James D. Watson on Jim Watson, Writer
  James D. Watson     Biography    
Recorded: 25 Jul 2003

Well, you have to write about something that tells a good story. Whether it’s a scientific story or anything. You have to have something—a good story means that people will want to read it. So you’ve got to—and good writing, you know, in a sense should be easy to read. So, you know, in my textbooks, you know, I tried to have a catchy sentence to start with so you’d know what the message was. So instead of having to read a paragraph and not sure what the paragraph was leading to—that’s certainly defined my texts. It was really a consequence of being a university lecturer and trying to, you know, prepares lecture notes.

Someone at Indiana when I was there, you know, passed out notes.
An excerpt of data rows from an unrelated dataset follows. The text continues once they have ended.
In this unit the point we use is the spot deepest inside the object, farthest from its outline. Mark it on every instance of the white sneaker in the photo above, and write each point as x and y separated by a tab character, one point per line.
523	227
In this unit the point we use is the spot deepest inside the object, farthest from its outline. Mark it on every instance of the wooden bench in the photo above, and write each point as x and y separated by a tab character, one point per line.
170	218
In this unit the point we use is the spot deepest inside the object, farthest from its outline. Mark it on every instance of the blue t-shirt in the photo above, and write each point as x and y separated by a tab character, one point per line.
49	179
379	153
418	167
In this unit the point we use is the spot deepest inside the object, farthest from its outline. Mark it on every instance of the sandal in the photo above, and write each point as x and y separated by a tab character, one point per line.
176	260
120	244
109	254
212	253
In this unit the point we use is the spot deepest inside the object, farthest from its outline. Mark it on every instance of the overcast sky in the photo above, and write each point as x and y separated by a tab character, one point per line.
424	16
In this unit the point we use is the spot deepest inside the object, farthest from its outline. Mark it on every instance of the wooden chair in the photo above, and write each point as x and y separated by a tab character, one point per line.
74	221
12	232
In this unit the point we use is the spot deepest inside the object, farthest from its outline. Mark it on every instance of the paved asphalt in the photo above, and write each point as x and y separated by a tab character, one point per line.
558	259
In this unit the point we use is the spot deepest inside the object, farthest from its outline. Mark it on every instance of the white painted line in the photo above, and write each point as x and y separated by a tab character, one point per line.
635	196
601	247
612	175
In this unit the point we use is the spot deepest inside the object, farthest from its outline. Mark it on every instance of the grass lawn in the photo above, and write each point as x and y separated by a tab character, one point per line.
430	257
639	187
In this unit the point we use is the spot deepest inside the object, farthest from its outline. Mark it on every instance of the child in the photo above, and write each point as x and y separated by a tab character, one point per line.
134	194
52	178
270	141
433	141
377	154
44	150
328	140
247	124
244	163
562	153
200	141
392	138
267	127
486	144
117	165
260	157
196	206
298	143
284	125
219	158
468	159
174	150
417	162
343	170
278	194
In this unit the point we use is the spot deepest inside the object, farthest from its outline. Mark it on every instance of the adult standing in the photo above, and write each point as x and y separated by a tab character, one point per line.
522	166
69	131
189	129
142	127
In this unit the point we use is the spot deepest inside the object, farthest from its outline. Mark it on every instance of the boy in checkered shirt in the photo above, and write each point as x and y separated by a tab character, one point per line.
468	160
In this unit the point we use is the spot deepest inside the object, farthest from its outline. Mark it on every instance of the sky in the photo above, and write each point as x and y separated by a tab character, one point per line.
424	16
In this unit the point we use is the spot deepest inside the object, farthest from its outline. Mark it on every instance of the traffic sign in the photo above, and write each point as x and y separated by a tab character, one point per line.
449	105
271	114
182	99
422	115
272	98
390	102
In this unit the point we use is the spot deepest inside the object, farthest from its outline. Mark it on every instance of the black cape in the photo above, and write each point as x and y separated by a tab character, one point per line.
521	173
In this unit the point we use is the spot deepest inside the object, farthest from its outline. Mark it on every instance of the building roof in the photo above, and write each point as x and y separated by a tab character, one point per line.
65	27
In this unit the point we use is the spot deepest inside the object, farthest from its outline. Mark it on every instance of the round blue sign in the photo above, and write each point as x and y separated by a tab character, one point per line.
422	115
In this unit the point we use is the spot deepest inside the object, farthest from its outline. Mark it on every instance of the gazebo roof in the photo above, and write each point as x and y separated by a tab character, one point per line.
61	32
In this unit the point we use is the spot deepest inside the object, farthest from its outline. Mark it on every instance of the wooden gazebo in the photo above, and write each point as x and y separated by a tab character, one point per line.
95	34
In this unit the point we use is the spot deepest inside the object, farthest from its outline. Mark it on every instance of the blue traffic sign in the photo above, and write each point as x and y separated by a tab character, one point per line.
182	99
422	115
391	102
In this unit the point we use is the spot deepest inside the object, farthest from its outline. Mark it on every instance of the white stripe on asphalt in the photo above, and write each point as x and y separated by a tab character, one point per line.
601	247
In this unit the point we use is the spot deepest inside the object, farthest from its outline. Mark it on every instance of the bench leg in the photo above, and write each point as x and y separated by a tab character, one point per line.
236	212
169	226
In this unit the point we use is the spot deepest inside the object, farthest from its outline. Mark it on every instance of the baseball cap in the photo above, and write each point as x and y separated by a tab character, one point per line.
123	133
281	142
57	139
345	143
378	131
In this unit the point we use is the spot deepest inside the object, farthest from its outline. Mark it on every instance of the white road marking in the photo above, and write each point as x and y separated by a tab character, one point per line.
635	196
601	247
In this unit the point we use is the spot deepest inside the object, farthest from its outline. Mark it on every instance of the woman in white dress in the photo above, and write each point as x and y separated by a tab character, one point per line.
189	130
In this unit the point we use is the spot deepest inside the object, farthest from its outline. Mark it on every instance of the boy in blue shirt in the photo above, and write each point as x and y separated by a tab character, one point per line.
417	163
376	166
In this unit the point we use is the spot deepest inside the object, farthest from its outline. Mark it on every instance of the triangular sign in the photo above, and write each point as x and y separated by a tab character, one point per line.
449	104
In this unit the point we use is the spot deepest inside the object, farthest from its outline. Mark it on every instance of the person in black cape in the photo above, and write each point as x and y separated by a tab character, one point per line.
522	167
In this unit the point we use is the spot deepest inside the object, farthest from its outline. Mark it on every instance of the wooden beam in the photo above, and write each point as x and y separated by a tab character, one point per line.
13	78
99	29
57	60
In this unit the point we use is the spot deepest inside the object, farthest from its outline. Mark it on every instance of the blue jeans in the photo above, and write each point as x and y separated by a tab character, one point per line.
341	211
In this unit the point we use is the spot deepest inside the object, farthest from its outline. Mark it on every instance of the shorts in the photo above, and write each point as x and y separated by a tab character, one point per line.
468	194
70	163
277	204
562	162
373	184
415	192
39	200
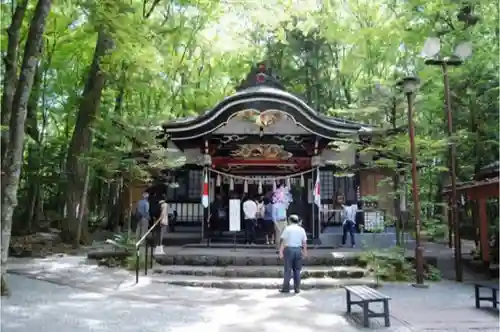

And I just found it very useful not to take notes when you are going to class because you couldn’t both, write and think and try to understand at the same time. All you do is to write down. And at the end of the lecture you are, you know, you try and think—whereas the other __, you know, you can actually try to understand what someone is saying. So—I think in the archives you know this. The notes are passed out when I give my virus course so I started that. And there the notes was again to try and—you’ll just put down things that you probably should remember or at least the headings that you remember.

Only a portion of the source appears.